Homes in GTA see big price gain

Average prices for a single detached home in these high-end areas are up a whopping 12.7 per cent from last year.

Toronto has another $1 million neighbourhood.

The average price for single detached homes in Don Mills, Parkwoods-Donalda, and Victoria Village rose to $1.1 million in the first six months of 2013, a report by Remax Ontario-Atlantic Canada Inc. shows.

That’s up a whopping 12.7 per cent from the average price of $980,000 for the same period last year.

These high-end areas sit between Eglinton Avenue and Highway 401, from Don Mills Road to Victoria Park Avenue. Small bungalows start in the $600,000 range.
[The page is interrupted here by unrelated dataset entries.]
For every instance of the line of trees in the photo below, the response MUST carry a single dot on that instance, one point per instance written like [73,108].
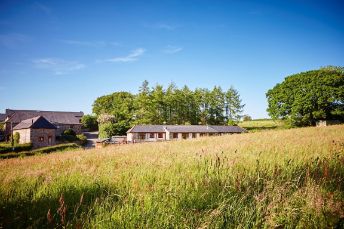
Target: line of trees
[119,111]
[304,98]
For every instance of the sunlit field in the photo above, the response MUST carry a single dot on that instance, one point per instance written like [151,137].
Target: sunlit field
[263,124]
[278,178]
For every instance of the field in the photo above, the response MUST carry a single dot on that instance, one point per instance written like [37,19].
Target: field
[262,124]
[274,179]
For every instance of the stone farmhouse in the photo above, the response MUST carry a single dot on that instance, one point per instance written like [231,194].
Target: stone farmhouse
[38,130]
[62,120]
[152,133]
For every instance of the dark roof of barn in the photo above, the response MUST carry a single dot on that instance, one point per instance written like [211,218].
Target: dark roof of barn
[147,129]
[190,129]
[185,129]
[56,117]
[2,117]
[228,129]
[38,122]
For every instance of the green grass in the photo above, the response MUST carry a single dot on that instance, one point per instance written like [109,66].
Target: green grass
[7,147]
[279,178]
[262,124]
[43,150]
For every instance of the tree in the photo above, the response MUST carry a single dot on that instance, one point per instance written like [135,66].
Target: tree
[89,122]
[234,106]
[120,106]
[306,97]
[246,118]
[16,138]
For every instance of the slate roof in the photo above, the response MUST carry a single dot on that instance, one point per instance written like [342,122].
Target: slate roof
[55,117]
[2,117]
[38,122]
[190,129]
[147,129]
[228,129]
[185,129]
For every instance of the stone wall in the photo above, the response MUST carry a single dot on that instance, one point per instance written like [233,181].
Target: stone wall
[63,127]
[42,137]
[24,134]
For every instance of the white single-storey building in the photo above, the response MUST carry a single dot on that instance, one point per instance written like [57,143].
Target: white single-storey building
[151,133]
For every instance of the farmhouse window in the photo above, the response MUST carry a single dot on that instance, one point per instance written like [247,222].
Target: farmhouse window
[185,135]
[142,136]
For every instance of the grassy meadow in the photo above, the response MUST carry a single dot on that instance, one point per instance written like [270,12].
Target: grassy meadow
[273,179]
[263,124]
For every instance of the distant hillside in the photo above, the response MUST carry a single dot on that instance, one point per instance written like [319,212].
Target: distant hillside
[273,179]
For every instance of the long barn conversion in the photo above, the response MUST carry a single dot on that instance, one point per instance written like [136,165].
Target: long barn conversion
[151,133]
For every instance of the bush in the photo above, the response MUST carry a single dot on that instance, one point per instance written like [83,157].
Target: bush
[89,122]
[16,138]
[232,123]
[107,130]
[82,139]
[247,118]
[70,132]
[6,148]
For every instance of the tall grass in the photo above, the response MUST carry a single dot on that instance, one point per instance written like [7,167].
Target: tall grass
[280,178]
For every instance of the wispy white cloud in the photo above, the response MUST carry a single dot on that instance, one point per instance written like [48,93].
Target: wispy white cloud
[58,66]
[133,56]
[12,40]
[45,9]
[170,49]
[95,44]
[162,26]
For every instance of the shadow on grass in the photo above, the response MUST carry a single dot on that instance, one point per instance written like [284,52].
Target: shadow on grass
[53,211]
[261,128]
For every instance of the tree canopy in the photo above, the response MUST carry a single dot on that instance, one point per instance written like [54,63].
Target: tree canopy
[173,105]
[307,97]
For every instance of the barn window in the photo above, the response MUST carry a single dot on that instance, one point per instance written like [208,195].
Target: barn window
[142,136]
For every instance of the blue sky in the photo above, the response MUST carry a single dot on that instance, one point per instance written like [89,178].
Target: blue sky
[62,55]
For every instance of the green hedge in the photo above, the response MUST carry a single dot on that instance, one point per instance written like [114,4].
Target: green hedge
[55,148]
[43,150]
[7,148]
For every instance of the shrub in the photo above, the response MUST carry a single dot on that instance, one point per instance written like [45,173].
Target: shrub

“At the end of the day, the Toronto real estate market continues to be healthy. This health is expected to continue,” Gurinder Sandhu, executive vice-president, regional director, Remax Ontario-Atlantic Canada, said in an interview.

The Remax report uses January to June data from the Toronto Real Estate Board to compare sales activity in 35 districts across the Greater Toronto Area to the year-earlier period.

The average price for all types of housing, (that includes condos, semis, townhouses, and detached) rose 3 per cent compared to the 2012 period. It stands at $522,000, according to the statistics.

The west-end reported a year-to-date increase of nearly 6 per cent and the average price now hovers at nearly $692,000. Keesdale, Eglinton West, and Weston-Pellam Park saw the biggest gain, 10.2 per cent, with average prices rising to $457,000, the Remax report found.

The average price is $580,300 in the east end, which also saw an average increase of 6 per cent. The sharpest increase, 8.8 per cent, was in Birch Cliff, Oakridge, Hunt Club, and Cliffside, where the price for an average single detached home now sits at nearly $579,600.

Home buyers are still feeling confident in the state of the economy as low lending rates continue. As well, population growth in the GTA continues, Sandhu said. “All of those things are creating this healthy demand and you’re seeing it reflected in the prices.”

There were approximately 46,000 transactions in the first six months of this year. That’s down by about 8 per cent from January to June of 2012, which was a record period as buyers rushed into the market ahead of tighter lending restrictions, Sandhu said.

Sales activity is expected to pick up in the second half of this year, he added.

Would-be buyers who were sidelined by stricter requirements “are now starting to make their way back into the market. They’ve saved more or they’ve resolved to buy a little less house,” Sandhu said.

Year-over-year price increases for 2013 are expected to remain in the low single digits, Sandhu said.

“This is a return to a healthier market. These low single digit increases can be sustainable in the long run with increases in employment and salary levels. In the past, we had years with low double digit increases. Those are not sustainable.”